最近、息子のクラスメイトがうちに来るようになりました。息子とはタイプが違い、息子と遊びたいというよりは、わが家と息子の持っているものがちょっと目新しいから…という子もいます。とにかく元気はつらつ、平均的な3年生男子たち。

ゆるくなってきたとはいえ、規範型傾向の私は彼らの粗野な態度にイライラすることもあります。以前だったら、その子たちの生活指導者に任命されたがごとく、気になることがあればすかさず注意していたと思いますが、だれも私をそんな役に任命していないことにようやく気づきました(笑)。

うちの中でしてほしくないことは伝えますが、基本は自分の子と生きるように、その子と生きることなんだろうと思うようになりました。
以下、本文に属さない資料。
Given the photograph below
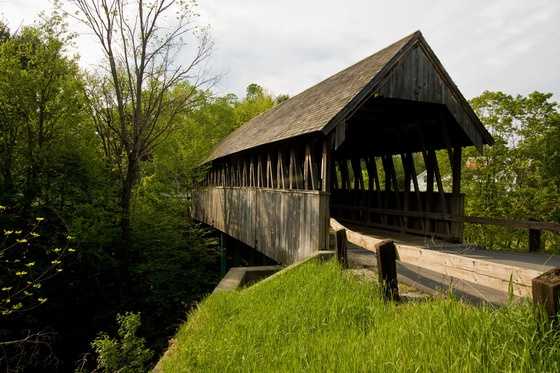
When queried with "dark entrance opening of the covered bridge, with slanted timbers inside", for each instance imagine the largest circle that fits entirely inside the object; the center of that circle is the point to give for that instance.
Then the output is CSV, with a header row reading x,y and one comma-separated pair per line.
x,y
399,169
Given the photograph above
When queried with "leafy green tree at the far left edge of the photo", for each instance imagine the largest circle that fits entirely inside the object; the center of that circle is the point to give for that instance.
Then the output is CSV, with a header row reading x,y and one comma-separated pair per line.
x,y
40,99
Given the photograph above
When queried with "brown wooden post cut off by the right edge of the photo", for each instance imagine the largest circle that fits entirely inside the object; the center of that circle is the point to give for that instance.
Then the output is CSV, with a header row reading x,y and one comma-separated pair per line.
x,y
546,292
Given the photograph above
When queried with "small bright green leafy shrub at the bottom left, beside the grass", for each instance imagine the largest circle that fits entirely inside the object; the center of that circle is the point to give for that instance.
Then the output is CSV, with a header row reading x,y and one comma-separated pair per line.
x,y
128,352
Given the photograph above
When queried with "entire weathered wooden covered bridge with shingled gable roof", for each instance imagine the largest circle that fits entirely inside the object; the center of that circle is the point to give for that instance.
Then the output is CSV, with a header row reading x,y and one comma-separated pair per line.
x,y
349,147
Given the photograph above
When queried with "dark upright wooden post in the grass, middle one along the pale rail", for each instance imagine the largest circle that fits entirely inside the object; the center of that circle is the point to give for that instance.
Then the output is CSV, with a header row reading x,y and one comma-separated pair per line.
x,y
387,269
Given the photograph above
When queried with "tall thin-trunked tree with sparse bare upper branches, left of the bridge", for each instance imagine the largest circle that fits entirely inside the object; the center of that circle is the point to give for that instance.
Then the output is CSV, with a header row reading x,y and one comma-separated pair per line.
x,y
130,101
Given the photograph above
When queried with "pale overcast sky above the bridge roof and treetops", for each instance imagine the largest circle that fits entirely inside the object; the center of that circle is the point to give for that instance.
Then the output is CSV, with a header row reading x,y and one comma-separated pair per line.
x,y
289,45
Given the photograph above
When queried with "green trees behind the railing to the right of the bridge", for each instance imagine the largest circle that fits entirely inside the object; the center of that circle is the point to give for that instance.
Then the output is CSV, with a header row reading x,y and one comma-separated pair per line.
x,y
518,177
うちに遊びに来ている時間は短いけれど、この子はこの子で今ここに生きているのだから、その間はこの子と生きる、それだけのことなんだろうと。

この考え方は、子どもに対して上から目線だった私の気持ちをラクにしてくれます。

子どもの世界に入る

息子は一点集中型。そんなときに、「〇〇の時間だよ~」と声をかけもて中断しません。夫いわく、「あれは男脳の中でもかなり強い男脳の持ち主だ」と、夫自身の兄を思い浮かべながら息子を分析していました。そして、そういう「男」の扱い方を知っていました。

「あの子を動かすには、あの子の世界に入ったらいいんだよ」

たとえば、レゴで遊んでたらそのことに興味関心を示すように話したり関わる。工作をしていても、本を読んでいても、息子が入り込んでいることに共感する。一緒にやる必要はない。そして、行かせたいほうにやんわり誘導する。オレ、いつもそうやってんだ~。

ふ~ん。そうなんだ~。(めんどくさ~)

まぁ、余裕があるときは心がけるとして、夫の言葉をきいてこういう話を思い出しました。

共感とは、向かい合って座り お互いの顔を見ながら視線を交わすことじゃない。横並びに座って同じ方向に視線を向けることだ。

私は、子どもと遊ぶよりも、子どもが遊んでいる姿をみるのが好きでした。小さな頭でなにを想像しているんだろうとか、小さな手で何を作ろうとしているんだろうとかそんなふうに客観的に見るのが楽しいのです。

だけど、その距離感だと、子どもは目の前のことに夢中で私が見守っていることなんて気づきませんよね。もちろん、自分がしていることを承認してもらうかのようにこちらを見るときは、笑って視線を向けますが、子どもの存在を感じて嬉しく思うのは親側であって、子どもにしてみれば、自分のしていることを親が楽しんでくれることほど 嬉しいことはないのかもしれませんね。

この子と生きる

子育てって結局のところ、シンプルに「この子と生きる」ことなんだと思います。

そんな単純でいいんだと思います。

「どう育てるか」 ( How? ) と問い始めるから、方法 ( How to / ハウツー)を求めて、迷ったり苦しくなったり、はたまた後悔したりするんだと思います。

この子が「どう育つか」は、親の想像を超えるものだと思うし、「どう生きるか」はこの子が決めること。

だから私はただ「この子と生きる」。泣いては笑い、笑っては泣き・・・その連続。それだけのことなんだと思います。すべては神さまの守りの中にあると信じて。

(注)ここに書いている内容は私の個人的な考えです。個々の信仰の解釈と合致するとは限らないことをご了承くださいませ。